Versatile actor Joseph Ziegler was endlessly watchable in roles at Stratford and elsewhere
Two of the late actor Joseph Ziegler’s biggest fans were the eminent theatre critic Robert Cushman and his wife, Arlene Gould. Mr. Cushman deemed Mr. Ziegler the kind of actor with so much depth and skill that he could elevate even a less-than-fabulous production. In a tribute, published on his website, Cushman Collected, Mr. Cushman writes of the time when he and Ms. Gould were watching just such a show – a “dismal” revival of Oscar Wilde’s An Ideal Husband. When Mr. Ziegler exited the stage after his first brief scene, Mr. Cushman overheard his wife murmuring, “please come back.”

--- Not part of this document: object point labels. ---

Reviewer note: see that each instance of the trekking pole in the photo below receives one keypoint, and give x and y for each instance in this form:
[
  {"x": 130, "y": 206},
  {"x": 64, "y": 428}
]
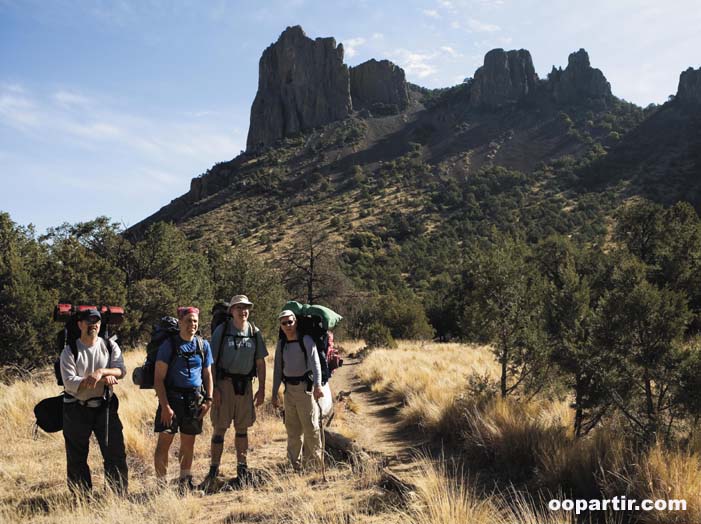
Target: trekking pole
[{"x": 323, "y": 442}]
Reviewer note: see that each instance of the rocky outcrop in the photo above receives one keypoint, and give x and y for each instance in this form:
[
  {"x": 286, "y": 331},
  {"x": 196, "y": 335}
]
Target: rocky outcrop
[
  {"x": 689, "y": 90},
  {"x": 505, "y": 77},
  {"x": 579, "y": 81},
  {"x": 302, "y": 83},
  {"x": 379, "y": 86}
]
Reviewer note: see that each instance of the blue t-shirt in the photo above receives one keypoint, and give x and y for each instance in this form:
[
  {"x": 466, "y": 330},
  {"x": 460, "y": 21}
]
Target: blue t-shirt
[{"x": 185, "y": 370}]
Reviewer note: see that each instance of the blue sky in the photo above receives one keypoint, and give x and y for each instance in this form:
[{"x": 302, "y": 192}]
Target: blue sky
[{"x": 111, "y": 107}]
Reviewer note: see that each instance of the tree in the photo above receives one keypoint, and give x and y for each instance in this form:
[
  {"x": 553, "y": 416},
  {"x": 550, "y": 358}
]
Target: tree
[
  {"x": 503, "y": 305},
  {"x": 311, "y": 270},
  {"x": 641, "y": 326},
  {"x": 234, "y": 271},
  {"x": 570, "y": 302},
  {"x": 25, "y": 304}
]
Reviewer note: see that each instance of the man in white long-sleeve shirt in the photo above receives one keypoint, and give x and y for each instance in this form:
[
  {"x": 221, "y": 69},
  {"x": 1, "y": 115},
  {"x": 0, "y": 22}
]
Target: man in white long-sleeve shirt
[{"x": 89, "y": 370}]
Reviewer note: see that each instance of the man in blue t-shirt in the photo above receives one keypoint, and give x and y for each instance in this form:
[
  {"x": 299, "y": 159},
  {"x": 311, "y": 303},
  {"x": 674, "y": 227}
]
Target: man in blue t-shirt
[{"x": 183, "y": 382}]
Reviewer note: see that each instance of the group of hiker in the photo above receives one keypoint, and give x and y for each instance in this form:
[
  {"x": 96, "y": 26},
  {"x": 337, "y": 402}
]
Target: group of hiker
[{"x": 192, "y": 378}]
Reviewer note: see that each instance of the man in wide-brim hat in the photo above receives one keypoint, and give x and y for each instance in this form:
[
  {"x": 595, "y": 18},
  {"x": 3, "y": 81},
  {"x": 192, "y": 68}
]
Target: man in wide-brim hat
[{"x": 239, "y": 355}]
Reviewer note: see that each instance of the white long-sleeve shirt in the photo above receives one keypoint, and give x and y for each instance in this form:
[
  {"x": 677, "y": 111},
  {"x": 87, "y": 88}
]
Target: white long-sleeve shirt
[{"x": 90, "y": 358}]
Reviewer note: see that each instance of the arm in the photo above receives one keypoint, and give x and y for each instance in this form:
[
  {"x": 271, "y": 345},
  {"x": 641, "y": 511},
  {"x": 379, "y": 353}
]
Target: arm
[
  {"x": 72, "y": 382},
  {"x": 208, "y": 389},
  {"x": 313, "y": 359},
  {"x": 214, "y": 346},
  {"x": 260, "y": 368},
  {"x": 159, "y": 376},
  {"x": 277, "y": 373}
]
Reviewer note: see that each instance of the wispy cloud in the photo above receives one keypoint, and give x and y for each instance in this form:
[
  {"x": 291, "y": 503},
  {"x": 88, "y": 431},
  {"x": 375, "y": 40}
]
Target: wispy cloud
[
  {"x": 450, "y": 51},
  {"x": 481, "y": 27},
  {"x": 91, "y": 123},
  {"x": 70, "y": 98},
  {"x": 415, "y": 63},
  {"x": 351, "y": 46}
]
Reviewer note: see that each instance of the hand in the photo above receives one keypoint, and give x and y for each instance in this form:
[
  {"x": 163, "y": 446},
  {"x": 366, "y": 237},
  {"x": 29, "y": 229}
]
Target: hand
[
  {"x": 167, "y": 415},
  {"x": 260, "y": 397},
  {"x": 206, "y": 406},
  {"x": 93, "y": 378}
]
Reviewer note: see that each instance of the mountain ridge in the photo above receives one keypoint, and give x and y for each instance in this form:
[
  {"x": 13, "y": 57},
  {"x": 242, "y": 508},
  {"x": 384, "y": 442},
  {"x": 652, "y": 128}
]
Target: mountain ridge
[{"x": 504, "y": 116}]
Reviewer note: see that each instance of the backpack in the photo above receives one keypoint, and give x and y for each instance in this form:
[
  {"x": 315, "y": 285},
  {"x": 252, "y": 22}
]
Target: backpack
[
  {"x": 333, "y": 357},
  {"x": 312, "y": 325},
  {"x": 165, "y": 328},
  {"x": 70, "y": 333},
  {"x": 49, "y": 414}
]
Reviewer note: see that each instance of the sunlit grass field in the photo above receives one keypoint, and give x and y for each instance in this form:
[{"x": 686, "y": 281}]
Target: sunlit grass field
[{"x": 527, "y": 440}]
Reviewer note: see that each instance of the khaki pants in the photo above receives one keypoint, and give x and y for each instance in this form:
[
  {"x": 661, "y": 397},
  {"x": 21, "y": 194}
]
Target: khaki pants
[
  {"x": 234, "y": 408},
  {"x": 302, "y": 419}
]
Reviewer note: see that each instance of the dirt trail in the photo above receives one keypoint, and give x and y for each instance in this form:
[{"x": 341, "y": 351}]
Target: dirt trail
[{"x": 373, "y": 421}]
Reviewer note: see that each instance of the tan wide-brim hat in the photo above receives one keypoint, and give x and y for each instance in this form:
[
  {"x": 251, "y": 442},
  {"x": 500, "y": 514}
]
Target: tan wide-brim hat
[{"x": 240, "y": 299}]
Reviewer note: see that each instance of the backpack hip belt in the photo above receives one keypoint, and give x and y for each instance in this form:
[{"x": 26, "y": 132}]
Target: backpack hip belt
[
  {"x": 94, "y": 402},
  {"x": 239, "y": 381},
  {"x": 295, "y": 381}
]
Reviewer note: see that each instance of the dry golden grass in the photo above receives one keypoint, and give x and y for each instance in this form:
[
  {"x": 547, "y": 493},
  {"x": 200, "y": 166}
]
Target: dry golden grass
[
  {"x": 429, "y": 381},
  {"x": 527, "y": 442},
  {"x": 426, "y": 378}
]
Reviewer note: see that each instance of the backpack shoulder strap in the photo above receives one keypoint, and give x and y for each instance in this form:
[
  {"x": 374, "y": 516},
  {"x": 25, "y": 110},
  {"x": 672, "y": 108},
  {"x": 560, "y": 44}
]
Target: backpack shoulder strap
[
  {"x": 254, "y": 335},
  {"x": 174, "y": 348},
  {"x": 303, "y": 347},
  {"x": 109, "y": 345},
  {"x": 224, "y": 325},
  {"x": 73, "y": 344}
]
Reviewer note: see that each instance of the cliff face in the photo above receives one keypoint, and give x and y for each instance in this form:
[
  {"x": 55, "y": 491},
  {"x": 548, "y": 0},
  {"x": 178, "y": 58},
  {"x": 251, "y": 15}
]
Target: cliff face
[
  {"x": 302, "y": 83},
  {"x": 579, "y": 81},
  {"x": 505, "y": 77},
  {"x": 379, "y": 86},
  {"x": 689, "y": 90}
]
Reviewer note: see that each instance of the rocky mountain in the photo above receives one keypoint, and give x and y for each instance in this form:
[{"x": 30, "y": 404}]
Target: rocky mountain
[
  {"x": 505, "y": 77},
  {"x": 379, "y": 86},
  {"x": 302, "y": 84},
  {"x": 344, "y": 150}
]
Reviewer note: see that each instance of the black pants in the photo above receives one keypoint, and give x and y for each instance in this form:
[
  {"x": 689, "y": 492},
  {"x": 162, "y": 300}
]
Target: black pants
[{"x": 79, "y": 422}]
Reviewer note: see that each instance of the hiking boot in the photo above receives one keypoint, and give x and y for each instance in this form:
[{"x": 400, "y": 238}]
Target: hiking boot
[
  {"x": 209, "y": 482},
  {"x": 243, "y": 474},
  {"x": 185, "y": 485}
]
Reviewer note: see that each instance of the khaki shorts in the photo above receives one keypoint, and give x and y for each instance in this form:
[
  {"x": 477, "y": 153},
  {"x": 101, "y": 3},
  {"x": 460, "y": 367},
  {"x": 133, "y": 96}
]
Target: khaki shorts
[{"x": 233, "y": 408}]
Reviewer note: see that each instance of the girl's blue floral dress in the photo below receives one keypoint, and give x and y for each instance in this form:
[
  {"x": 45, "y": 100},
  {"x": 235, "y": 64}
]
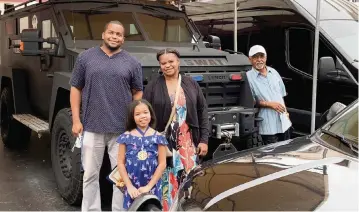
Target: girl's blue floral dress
[{"x": 141, "y": 161}]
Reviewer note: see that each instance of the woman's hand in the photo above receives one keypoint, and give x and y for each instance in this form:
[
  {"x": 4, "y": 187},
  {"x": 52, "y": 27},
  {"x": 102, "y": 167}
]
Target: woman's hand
[
  {"x": 133, "y": 192},
  {"x": 202, "y": 149},
  {"x": 144, "y": 189}
]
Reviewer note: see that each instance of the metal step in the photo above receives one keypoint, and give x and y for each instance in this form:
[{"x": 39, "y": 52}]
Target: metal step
[{"x": 34, "y": 123}]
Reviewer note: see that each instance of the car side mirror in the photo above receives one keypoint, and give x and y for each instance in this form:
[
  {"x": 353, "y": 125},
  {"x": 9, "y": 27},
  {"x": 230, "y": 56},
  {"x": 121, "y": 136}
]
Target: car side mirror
[
  {"x": 214, "y": 42},
  {"x": 31, "y": 44},
  {"x": 326, "y": 69}
]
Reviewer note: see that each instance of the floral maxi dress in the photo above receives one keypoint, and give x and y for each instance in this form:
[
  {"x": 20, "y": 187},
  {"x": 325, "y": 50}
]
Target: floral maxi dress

That was a sentiment shared by many theatregoers. Mr. Ziegler, who died on July 28 at the age of 71, was an endlessly watchable actor, whose deep reserves of humanity made him captivating in whatever role he played. They ran the gamut from the monumental part of Willy Loman, the tragically deluded anti-hero of Arthur Miller’s Death of a Salesman, to that of the blind, wheelchair-confined Hamm in Samuel Beckett’s bleak masterpiece Endgame. Mr. Ziegler could have you roaring with laughter at his gum-chewing prowess in the William Saroyan comedy The Time of Your Life, or quietly squeeze your heart as an all-too-real and pitiable miser in his inimitable take on Charles Dickens’s Ebenezer Scrooge.